El problema de la tensión eléctrica
Lo cierto es que no se puede simplemente conectar una lámpara de 110 V a una línea industrial de 480 V. No funcionará. De hecho, la lámpara se quemará al instante. Por eso diseñamos nuestras lámparas de manera que se adapten a la tensión que utiliza su planta. Si trabajáis en un laboratorio pequeño, 110 V suele ser suficiente. Pero cuando se trata de esos túneles de recocido de grandes dimensiones, se necesita una tensión de 480 V o 575 V. ¿Por qué ese aumento? Porque una mayor tensión permite transmitir más vatios a través del filamento. Eso significa que no necesitamos usar esos cables gruesos y voluminosos, que son difíciles de instalar en máquinas compactas. Además, si vais a transportar una máquina a Canadá o Estados Unidos, debéis adaptar las lámparas a la red eléctrica local. Nosotros manejamos los tres estándares, así que podéis simplemente instalarlas sin problemas.
El equilibrio entre calor y desgaste
Utilizamos envoltorios de cuarzo de alta pureza para soportar las temperaturas extremas necesarias para el recocido. Cuando aumentamos la potencia de las lámparas, la densidad de calor es muy alta. Pero hay un problema. Una lámpara de alta potencia y alta tensión hace que el vidrio alcance la temperatura deseada más rápidamente. Eso suena bien, ¿verdad? Pero también supone una mayor carga para los cables y los reflectores. Debéis aseguraros de que los ventiladores y disipadores de calor puedan manejar el calor generado. Si el sistema de enfriamiento es insuficiente, los extremos de la lámpara se sobrecalentarán y dejarán de funcionar. Así de simple.

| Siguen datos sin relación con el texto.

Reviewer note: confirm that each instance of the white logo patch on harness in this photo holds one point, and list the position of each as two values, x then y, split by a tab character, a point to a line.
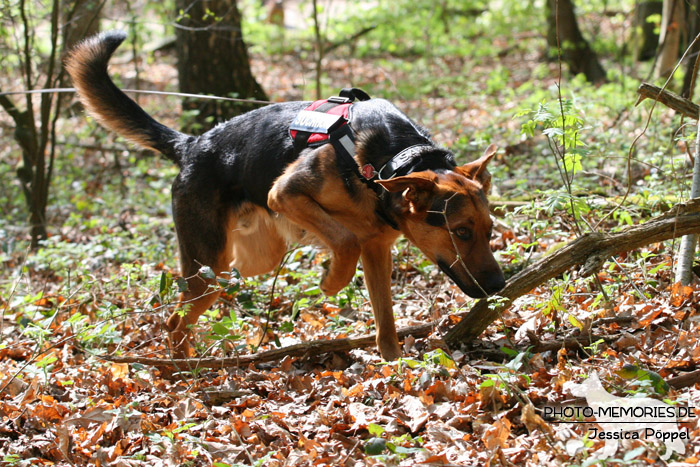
316	122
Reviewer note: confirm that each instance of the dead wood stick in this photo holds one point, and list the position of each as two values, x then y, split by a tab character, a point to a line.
570	343
590	250
669	99
315	347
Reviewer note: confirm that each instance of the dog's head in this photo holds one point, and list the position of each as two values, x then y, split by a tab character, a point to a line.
446	215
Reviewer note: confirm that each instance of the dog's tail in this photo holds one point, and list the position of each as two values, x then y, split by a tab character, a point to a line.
87	66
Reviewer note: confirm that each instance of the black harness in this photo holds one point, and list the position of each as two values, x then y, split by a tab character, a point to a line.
328	122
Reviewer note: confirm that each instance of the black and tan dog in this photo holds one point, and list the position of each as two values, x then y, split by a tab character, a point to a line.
244	193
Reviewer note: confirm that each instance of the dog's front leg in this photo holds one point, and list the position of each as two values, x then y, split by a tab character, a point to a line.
304	211
376	262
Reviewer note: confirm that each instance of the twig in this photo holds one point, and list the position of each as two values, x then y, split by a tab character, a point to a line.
591	251
314	347
669	99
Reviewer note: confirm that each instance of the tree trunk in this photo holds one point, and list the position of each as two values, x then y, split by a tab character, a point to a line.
686	253
81	18
645	39
213	59
672	22
693	28
575	50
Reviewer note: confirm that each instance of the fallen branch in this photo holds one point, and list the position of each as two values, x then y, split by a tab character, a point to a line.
669	99
569	343
591	250
315	347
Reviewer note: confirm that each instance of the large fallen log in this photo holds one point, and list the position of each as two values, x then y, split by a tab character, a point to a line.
591	250
315	347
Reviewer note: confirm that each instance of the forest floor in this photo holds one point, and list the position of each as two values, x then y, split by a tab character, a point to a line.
104	282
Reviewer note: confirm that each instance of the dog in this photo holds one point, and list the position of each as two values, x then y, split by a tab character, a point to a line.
245	192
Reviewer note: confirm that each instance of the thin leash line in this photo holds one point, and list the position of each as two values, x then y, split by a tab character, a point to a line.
141	91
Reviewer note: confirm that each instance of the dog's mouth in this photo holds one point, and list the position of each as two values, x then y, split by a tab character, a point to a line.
472	290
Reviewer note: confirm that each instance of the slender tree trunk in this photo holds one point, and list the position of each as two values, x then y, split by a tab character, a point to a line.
672	22
693	27
213	59
81	18
686	253
575	50
645	38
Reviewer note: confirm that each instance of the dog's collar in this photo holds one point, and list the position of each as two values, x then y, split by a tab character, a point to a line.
395	166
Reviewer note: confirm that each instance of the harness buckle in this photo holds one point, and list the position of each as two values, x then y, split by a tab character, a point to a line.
339	100
368	171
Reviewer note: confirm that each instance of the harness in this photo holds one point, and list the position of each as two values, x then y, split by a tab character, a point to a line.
327	121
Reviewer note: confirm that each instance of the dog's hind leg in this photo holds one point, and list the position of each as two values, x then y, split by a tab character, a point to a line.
377	265
203	232
290	196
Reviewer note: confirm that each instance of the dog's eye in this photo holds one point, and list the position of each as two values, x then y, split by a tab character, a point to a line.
463	233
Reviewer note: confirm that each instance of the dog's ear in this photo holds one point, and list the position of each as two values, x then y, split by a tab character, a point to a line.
477	170
417	189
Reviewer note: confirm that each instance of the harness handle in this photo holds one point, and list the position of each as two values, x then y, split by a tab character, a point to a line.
354	93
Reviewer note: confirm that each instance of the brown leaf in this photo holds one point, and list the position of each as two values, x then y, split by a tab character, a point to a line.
533	421
497	434
680	293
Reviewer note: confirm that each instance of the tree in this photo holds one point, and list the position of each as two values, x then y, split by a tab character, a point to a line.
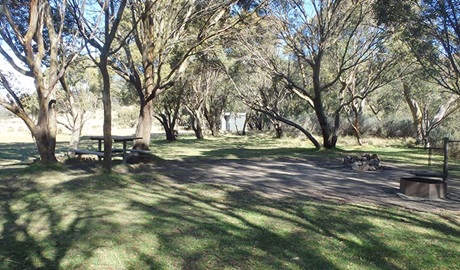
36	33
78	98
206	94
321	40
429	108
99	30
432	31
165	38
168	109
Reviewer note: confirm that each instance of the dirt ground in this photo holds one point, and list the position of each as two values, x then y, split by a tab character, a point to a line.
323	180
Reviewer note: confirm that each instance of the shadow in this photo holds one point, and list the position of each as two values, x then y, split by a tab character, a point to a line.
238	214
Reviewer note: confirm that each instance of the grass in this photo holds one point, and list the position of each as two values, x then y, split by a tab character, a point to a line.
75	218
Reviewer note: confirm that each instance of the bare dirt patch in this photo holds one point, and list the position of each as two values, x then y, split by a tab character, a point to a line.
316	179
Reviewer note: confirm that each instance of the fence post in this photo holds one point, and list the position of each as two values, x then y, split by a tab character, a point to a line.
446	159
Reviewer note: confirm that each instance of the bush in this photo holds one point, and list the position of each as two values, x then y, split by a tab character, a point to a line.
128	116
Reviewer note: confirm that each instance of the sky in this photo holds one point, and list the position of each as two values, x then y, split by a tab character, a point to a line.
19	81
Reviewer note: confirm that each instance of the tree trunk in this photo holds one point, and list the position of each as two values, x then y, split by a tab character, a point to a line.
278	130
329	140
76	132
168	126
144	126
355	124
107	127
417	116
197	126
44	131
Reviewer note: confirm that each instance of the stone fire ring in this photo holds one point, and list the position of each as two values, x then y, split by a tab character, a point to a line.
423	187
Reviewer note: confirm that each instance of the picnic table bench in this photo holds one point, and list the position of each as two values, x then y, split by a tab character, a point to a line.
100	153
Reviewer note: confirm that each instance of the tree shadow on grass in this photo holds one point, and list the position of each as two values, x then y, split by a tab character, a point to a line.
154	220
245	231
61	228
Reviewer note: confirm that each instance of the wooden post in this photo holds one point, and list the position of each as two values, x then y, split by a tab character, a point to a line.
446	160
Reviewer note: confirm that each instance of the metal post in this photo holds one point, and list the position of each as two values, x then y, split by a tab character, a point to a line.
446	160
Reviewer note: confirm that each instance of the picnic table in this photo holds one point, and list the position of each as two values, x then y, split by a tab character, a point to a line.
100	151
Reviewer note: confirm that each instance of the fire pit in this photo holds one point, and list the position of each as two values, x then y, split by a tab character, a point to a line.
423	187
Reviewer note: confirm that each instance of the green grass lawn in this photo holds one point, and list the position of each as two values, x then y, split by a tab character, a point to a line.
68	218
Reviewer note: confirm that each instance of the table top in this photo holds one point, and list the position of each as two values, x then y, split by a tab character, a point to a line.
117	138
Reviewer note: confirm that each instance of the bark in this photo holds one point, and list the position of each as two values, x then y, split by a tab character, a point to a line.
107	126
196	121
168	122
144	126
76	132
417	116
197	127
329	138
44	131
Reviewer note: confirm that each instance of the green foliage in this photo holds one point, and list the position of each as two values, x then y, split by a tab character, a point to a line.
127	116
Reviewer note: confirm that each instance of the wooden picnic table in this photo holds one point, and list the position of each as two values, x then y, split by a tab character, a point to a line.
123	139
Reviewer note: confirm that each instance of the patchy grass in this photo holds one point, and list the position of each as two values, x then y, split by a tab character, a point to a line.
71	217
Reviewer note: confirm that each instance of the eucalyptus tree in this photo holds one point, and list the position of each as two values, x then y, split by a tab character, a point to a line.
78	98
166	35
432	31
37	42
98	23
206	94
168	107
323	40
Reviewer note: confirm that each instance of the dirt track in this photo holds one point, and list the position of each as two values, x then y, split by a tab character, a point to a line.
316	179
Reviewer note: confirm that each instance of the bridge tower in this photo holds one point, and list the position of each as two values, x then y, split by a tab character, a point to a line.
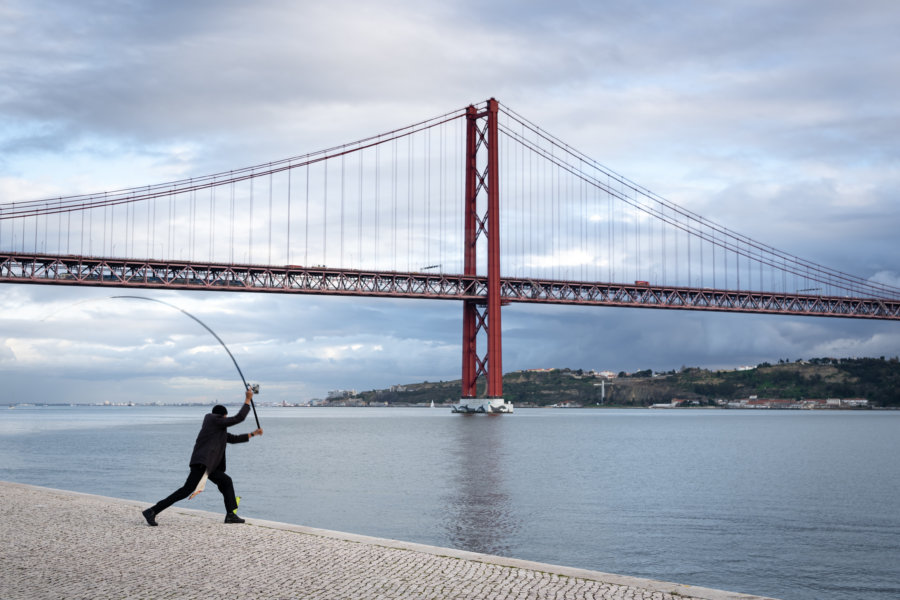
482	315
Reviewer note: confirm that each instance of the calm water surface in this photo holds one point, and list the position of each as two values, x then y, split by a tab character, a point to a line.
795	505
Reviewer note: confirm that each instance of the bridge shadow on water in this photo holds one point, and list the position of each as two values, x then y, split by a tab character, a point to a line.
480	517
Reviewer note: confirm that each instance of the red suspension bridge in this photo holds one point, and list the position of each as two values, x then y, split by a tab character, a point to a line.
478	205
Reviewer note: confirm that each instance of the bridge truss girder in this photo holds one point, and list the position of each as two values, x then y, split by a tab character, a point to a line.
126	273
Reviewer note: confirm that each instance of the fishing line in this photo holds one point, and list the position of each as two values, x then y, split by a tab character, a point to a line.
214	334
202	324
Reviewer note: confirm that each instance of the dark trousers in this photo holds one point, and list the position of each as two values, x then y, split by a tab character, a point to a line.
220	478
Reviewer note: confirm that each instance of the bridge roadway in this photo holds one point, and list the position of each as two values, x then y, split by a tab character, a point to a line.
60	544
174	275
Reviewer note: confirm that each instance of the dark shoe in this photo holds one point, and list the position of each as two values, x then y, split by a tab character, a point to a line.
150	516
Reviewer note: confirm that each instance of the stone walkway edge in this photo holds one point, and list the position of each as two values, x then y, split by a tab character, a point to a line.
265	559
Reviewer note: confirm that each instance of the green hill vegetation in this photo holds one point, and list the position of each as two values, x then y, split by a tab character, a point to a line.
875	379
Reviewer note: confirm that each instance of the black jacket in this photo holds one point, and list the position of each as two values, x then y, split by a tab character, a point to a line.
209	449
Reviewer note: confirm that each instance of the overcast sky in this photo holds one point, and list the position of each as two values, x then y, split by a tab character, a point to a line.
780	120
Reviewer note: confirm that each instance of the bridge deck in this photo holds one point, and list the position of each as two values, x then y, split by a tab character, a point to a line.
59	544
294	279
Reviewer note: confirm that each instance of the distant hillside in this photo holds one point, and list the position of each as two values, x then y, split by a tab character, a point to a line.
876	379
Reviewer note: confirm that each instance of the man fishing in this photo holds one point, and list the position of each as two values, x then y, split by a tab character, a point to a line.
208	459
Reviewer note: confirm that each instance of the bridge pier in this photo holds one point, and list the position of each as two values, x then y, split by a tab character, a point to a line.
482	315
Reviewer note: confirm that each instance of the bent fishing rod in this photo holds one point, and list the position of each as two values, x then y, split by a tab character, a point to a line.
255	388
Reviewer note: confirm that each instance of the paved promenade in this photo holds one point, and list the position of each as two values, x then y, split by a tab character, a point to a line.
59	544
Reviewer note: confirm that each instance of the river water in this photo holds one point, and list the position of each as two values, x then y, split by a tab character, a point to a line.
790	504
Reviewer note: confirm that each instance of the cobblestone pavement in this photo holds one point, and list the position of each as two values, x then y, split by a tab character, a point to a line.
59	544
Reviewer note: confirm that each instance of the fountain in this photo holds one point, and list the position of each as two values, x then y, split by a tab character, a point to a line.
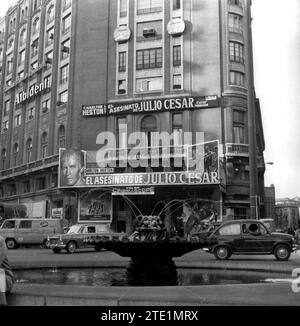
152	246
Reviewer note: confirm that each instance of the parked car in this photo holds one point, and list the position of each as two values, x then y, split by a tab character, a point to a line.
249	237
74	238
27	231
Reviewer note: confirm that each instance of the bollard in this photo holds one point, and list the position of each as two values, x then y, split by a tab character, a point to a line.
3	301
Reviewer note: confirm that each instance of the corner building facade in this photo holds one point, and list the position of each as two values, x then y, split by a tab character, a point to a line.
64	62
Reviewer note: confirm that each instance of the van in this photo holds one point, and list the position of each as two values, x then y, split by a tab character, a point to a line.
27	231
270	223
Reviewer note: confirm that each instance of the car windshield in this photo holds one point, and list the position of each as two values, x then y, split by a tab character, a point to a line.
74	229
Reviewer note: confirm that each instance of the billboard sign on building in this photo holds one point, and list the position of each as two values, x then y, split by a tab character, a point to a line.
153	106
78	169
72	164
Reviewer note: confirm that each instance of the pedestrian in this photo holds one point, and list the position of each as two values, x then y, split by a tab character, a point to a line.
6	274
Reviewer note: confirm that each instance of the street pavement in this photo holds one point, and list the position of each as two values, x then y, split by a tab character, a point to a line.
281	293
42	258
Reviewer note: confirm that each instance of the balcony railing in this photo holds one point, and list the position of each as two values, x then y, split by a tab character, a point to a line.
30	167
233	149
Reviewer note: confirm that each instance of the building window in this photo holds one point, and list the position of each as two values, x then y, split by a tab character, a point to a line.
18	120
21	74
122	86
31	113
149	31
63	98
36	4
236	52
239	128
22	37
3	158
123	8
149	6
64	74
34	48
66	24
148	127
41	183
50	14
47	81
176	4
21	57
9	66
235	3
15	154
44	145
122	61
149	84
67	4
177	81
237	78
46	105
121	133
6	108
48	59
29	147
235	23
35	26
26	187
61	137
50	36
177	129
150	58
65	49
176	55
5	125
34	65
10	44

Adaptación a las condiciones específicas
El cableado no debería ser algo que cause dolores de cabeza. Ofrecemos varias opciones de conectores para facilitar las cosas. Ya sea que prefiráis conexiones estándar o necesitéis cables robustos, adaptamos las lámparas a los conectores que ya tengáis. Esto evita arcos eléctricos y mantiene la conexión estable, incluso cuando la máquina funciona las 24 horas del día.